We model what information we do observe. Denote this binary response by $Z_{jst} = 1(X_{jst} > 0)$, which takes on the value $1$ if the $j^{th}$ predator ate prey species $s$ in time $t$ and $0$ otherwise. Under this new set up $\Lambda$ is calculated with the observed data likelihood, $L(\theta|Z,Y)$.

spiders Package

Our package assumes two data sets, one for the predators (and what they ate) and one for the caught prey species. Each data set will include a new observation per row; recall that the units of observation for each dataset are different. The column names of both data sets should match. One column, named time, should include the time/date for which each observation was recorded. The other columns should be named for the prey species of interest, e.g.

set.seed(10)
suppressMessages(library(spiders))
Predators <- 5*c(11,22,33,44,77)
Traps <- Predators
PreySpecies <- 3
Times <- 5
ST <- Times*PreySpecies
g <- matrix(sqrt(2), nrow=Times, ncol=PreySpecies)     # gamma
l <- matrix(0.5*sqrt(2), nrow=Times, ncol=PreySpecies) # c
fdata <- simPref(PreySpecies, Times, Predators, Traps, l, g, EM=F)
Traps <- fdata$caught
Traps$adj <- 1
Spiders <- fdata$eaten

head(Traps)

The column adj accounts for unequal trap schedules. Consider the situtation where the traps (catching prey species) were left out for differing lengths of time within occurrence $t$, e.g.\ trap $i$ in month $t$ was left out for $6$ days, but trap $i'$ in month $t$ was left out for $3$ days. We expect to catch an unequal number of prey in each trap simply because one trap was left out for a longer time within month $t$. The user can specify this by creating a column, which has to be named adj, that contains the number of units of time for which each trap was left out.

tail(Traps)

The variable time must be sorted so that summation over occurrences $t$ for both the predators data set and the caught prey species data set will contain an equal number of time periods $T$, and the times of such a summed dataframe will match. That is, at least, you should get

all.equal(unique(Traps[,'time']), unique(Spiders[,'time']))

Our package does not check for matching units of time, but it does check for an equal number of units of time across data sets.

Given two dataframes formatted as described above, one representing the predators' eatings Spiders and one representing the availability of the prey species of interest in the habitat Traps, fit our method by calling

prefs <- predPref(Spiders, Traps, hypotheses=c(null="C", alt="Cst"))

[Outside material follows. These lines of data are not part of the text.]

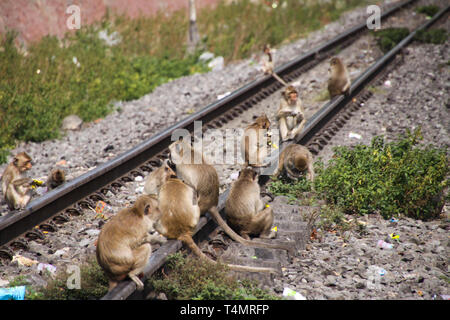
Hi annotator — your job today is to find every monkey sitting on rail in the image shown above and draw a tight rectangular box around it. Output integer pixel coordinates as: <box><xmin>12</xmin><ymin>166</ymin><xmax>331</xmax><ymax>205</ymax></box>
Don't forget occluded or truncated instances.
<box><xmin>96</xmin><ymin>195</ymin><xmax>167</xmax><ymax>291</ymax></box>
<box><xmin>225</xmin><ymin>168</ymin><xmax>276</xmax><ymax>240</ymax></box>
<box><xmin>277</xmin><ymin>86</ymin><xmax>307</xmax><ymax>142</ymax></box>
<box><xmin>327</xmin><ymin>57</ymin><xmax>351</xmax><ymax>98</ymax></box>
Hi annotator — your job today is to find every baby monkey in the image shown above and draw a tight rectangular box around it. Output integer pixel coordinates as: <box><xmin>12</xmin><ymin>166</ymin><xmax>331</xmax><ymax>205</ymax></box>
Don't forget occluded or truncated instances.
<box><xmin>46</xmin><ymin>168</ymin><xmax>66</xmax><ymax>190</ymax></box>
<box><xmin>96</xmin><ymin>195</ymin><xmax>166</xmax><ymax>291</ymax></box>
<box><xmin>327</xmin><ymin>57</ymin><xmax>351</xmax><ymax>98</ymax></box>
<box><xmin>273</xmin><ymin>144</ymin><xmax>315</xmax><ymax>181</ymax></box>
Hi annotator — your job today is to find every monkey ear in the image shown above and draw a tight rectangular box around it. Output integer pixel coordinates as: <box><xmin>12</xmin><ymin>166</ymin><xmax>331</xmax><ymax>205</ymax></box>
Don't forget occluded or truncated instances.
<box><xmin>144</xmin><ymin>205</ymin><xmax>151</xmax><ymax>216</ymax></box>
<box><xmin>252</xmin><ymin>170</ymin><xmax>258</xmax><ymax>181</ymax></box>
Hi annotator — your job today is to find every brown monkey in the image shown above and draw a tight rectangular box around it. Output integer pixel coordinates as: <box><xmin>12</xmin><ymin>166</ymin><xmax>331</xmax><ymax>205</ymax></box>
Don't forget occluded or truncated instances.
<box><xmin>4</xmin><ymin>177</ymin><xmax>33</xmax><ymax>210</ymax></box>
<box><xmin>143</xmin><ymin>160</ymin><xmax>176</xmax><ymax>195</ymax></box>
<box><xmin>225</xmin><ymin>168</ymin><xmax>276</xmax><ymax>240</ymax></box>
<box><xmin>154</xmin><ymin>176</ymin><xmax>279</xmax><ymax>274</ymax></box>
<box><xmin>1</xmin><ymin>152</ymin><xmax>32</xmax><ymax>196</ymax></box>
<box><xmin>277</xmin><ymin>86</ymin><xmax>306</xmax><ymax>142</ymax></box>
<box><xmin>261</xmin><ymin>44</ymin><xmax>274</xmax><ymax>75</ymax></box>
<box><xmin>241</xmin><ymin>113</ymin><xmax>271</xmax><ymax>167</ymax></box>
<box><xmin>46</xmin><ymin>168</ymin><xmax>66</xmax><ymax>190</ymax></box>
<box><xmin>273</xmin><ymin>144</ymin><xmax>315</xmax><ymax>181</ymax></box>
<box><xmin>169</xmin><ymin>139</ymin><xmax>290</xmax><ymax>252</ymax></box>
<box><xmin>260</xmin><ymin>44</ymin><xmax>287</xmax><ymax>86</ymax></box>
<box><xmin>96</xmin><ymin>195</ymin><xmax>166</xmax><ymax>291</ymax></box>
<box><xmin>327</xmin><ymin>57</ymin><xmax>351</xmax><ymax>98</ymax></box>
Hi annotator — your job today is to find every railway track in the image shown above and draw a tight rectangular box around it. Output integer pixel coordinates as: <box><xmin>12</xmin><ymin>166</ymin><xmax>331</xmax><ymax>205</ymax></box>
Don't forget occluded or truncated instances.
<box><xmin>1</xmin><ymin>0</ymin><xmax>446</xmax><ymax>300</ymax></box>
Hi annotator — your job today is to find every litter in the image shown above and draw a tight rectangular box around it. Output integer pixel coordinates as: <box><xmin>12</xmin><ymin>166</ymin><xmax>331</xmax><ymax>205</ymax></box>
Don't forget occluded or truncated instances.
<box><xmin>37</xmin><ymin>263</ymin><xmax>57</xmax><ymax>275</ymax></box>
<box><xmin>95</xmin><ymin>201</ymin><xmax>107</xmax><ymax>214</ymax></box>
<box><xmin>348</xmin><ymin>132</ymin><xmax>362</xmax><ymax>139</ymax></box>
<box><xmin>376</xmin><ymin>240</ymin><xmax>393</xmax><ymax>250</ymax></box>
<box><xmin>282</xmin><ymin>287</ymin><xmax>306</xmax><ymax>300</ymax></box>
<box><xmin>389</xmin><ymin>218</ymin><xmax>398</xmax><ymax>223</ymax></box>
<box><xmin>217</xmin><ymin>92</ymin><xmax>231</xmax><ymax>100</ymax></box>
<box><xmin>389</xmin><ymin>233</ymin><xmax>400</xmax><ymax>240</ymax></box>
<box><xmin>384</xmin><ymin>80</ymin><xmax>392</xmax><ymax>87</ymax></box>
<box><xmin>271</xmin><ymin>226</ymin><xmax>277</xmax><ymax>232</ymax></box>
<box><xmin>12</xmin><ymin>255</ymin><xmax>38</xmax><ymax>267</ymax></box>
<box><xmin>230</xmin><ymin>172</ymin><xmax>239</xmax><ymax>181</ymax></box>
<box><xmin>0</xmin><ymin>286</ymin><xmax>26</xmax><ymax>300</ymax></box>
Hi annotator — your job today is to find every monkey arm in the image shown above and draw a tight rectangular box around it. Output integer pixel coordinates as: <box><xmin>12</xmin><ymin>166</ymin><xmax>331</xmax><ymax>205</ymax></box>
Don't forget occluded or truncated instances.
<box><xmin>12</xmin><ymin>178</ymin><xmax>32</xmax><ymax>188</ymax></box>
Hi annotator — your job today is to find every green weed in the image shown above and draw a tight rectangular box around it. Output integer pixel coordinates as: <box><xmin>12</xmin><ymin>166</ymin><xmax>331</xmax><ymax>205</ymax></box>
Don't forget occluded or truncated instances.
<box><xmin>314</xmin><ymin>128</ymin><xmax>448</xmax><ymax>220</ymax></box>
<box><xmin>147</xmin><ymin>253</ymin><xmax>279</xmax><ymax>300</ymax></box>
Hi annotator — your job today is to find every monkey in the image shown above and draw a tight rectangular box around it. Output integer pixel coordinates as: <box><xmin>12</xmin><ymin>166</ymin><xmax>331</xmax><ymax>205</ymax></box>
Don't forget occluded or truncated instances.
<box><xmin>168</xmin><ymin>139</ymin><xmax>290</xmax><ymax>252</ymax></box>
<box><xmin>273</xmin><ymin>144</ymin><xmax>315</xmax><ymax>181</ymax></box>
<box><xmin>225</xmin><ymin>168</ymin><xmax>277</xmax><ymax>240</ymax></box>
<box><xmin>154</xmin><ymin>176</ymin><xmax>279</xmax><ymax>274</ymax></box>
<box><xmin>96</xmin><ymin>195</ymin><xmax>167</xmax><ymax>291</ymax></box>
<box><xmin>4</xmin><ymin>177</ymin><xmax>33</xmax><ymax>210</ymax></box>
<box><xmin>327</xmin><ymin>57</ymin><xmax>351</xmax><ymax>98</ymax></box>
<box><xmin>46</xmin><ymin>168</ymin><xmax>66</xmax><ymax>190</ymax></box>
<box><xmin>1</xmin><ymin>152</ymin><xmax>32</xmax><ymax>196</ymax></box>
<box><xmin>143</xmin><ymin>160</ymin><xmax>176</xmax><ymax>196</ymax></box>
<box><xmin>277</xmin><ymin>86</ymin><xmax>307</xmax><ymax>142</ymax></box>
<box><xmin>260</xmin><ymin>44</ymin><xmax>287</xmax><ymax>86</ymax></box>
<box><xmin>241</xmin><ymin>113</ymin><xmax>271</xmax><ymax>167</ymax></box>
<box><xmin>261</xmin><ymin>44</ymin><xmax>274</xmax><ymax>75</ymax></box>
<box><xmin>1</xmin><ymin>152</ymin><xmax>33</xmax><ymax>209</ymax></box>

An S3 summary method is available to summarize, with a user defined significance level, the results of the previous call.

summary(prefs)

Often with real world data, the alternative hypothesis "Cst" is found to be more likely. In this case, more detail about the predator's prey preferences is elucidated by calculating linear contrasts of the estimated values $c_{st}$. Let's first remind ourselves the dimensions of the estimated vector $\mathbf{c}$ by extracting the elements of this vector $c_{st}$ from the fitted object prefs

prefs$alt$c
length(prefs$alt$c)

To calculate a linear contrast we need create a new vector of length equal to the vector prefs$alt$c that will pick out the elements of $\mathbf{c}$ of interest, average, and then contrast the elements against each other -- more detail about the intrepretation of linear contrasts in this context is found in [@Roualdes:2016]. For example, if we wanted to compare prey species $1$ and $2$ across the first two time periods, we would set up the contrast

b <- c(1/2, 1/2, 0, 0, 0, -1/2, -1/2, rep(0, 8))

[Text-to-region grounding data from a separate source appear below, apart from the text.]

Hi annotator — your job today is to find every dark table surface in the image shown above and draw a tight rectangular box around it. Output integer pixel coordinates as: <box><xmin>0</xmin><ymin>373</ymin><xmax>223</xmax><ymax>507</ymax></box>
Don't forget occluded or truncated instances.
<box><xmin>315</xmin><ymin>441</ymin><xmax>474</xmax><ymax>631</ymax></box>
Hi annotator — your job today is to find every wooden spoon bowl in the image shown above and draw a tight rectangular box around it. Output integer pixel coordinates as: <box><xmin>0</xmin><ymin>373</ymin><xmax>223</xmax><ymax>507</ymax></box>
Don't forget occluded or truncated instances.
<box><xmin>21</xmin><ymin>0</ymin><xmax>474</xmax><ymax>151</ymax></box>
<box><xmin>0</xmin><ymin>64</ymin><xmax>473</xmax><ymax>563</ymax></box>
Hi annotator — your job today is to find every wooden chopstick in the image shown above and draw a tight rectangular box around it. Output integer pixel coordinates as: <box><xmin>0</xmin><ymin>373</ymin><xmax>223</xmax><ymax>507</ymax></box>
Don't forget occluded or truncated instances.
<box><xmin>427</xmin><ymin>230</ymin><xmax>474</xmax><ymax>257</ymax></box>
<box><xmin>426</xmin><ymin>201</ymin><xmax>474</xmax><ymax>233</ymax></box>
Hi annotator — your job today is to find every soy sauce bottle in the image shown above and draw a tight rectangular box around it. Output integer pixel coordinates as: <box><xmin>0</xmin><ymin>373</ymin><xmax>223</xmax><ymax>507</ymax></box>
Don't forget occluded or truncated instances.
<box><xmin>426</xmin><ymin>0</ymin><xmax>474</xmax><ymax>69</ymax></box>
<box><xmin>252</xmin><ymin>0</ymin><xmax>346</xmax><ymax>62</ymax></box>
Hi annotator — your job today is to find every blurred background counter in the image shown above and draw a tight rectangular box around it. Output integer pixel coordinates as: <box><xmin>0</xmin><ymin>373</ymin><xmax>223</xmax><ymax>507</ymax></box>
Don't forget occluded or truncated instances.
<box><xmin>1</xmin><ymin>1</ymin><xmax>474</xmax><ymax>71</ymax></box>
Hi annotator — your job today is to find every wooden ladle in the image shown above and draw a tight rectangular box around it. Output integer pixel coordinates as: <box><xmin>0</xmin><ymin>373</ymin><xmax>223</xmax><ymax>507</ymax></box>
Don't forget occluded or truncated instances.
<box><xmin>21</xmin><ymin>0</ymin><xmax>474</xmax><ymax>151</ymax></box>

Then use the funciton testC to answer the question, is prey species $1$ within the first two time periods equally preferred to prey species $2$ in those same time periods?

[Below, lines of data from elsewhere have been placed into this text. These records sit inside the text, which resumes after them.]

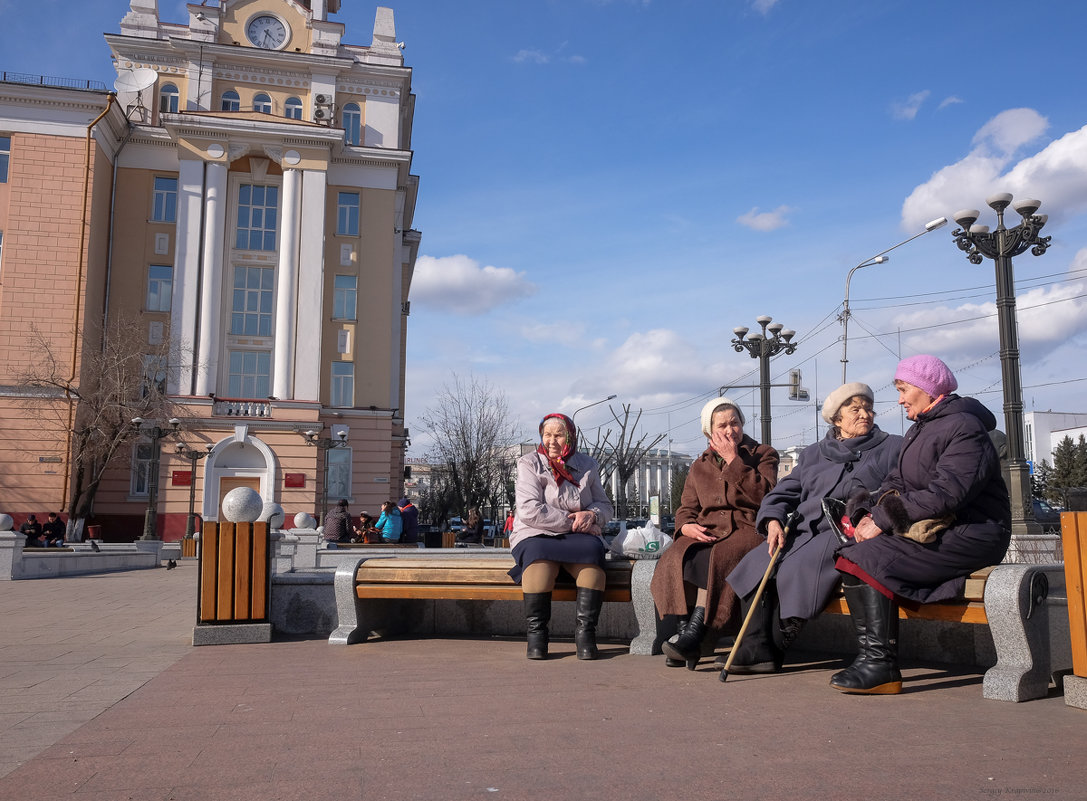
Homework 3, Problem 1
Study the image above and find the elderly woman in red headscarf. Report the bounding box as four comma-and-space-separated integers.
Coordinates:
509, 413, 614, 661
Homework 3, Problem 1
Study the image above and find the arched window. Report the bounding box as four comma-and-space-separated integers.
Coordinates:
221, 90, 240, 112
342, 102, 361, 146
253, 93, 272, 114
159, 83, 179, 114
284, 96, 303, 120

testC(prefs, b, sig.level=0.8)

Since the $95$\% confidence interval contains $0$, we conclude that prey species $1$ and $2$ are equally preferred within the first two time periods. N.B. We specified the significance level with sig.level=0.8 to force testC to use the model specified in the alternative hypothesis; this was purely for demonstration of linear contrasts.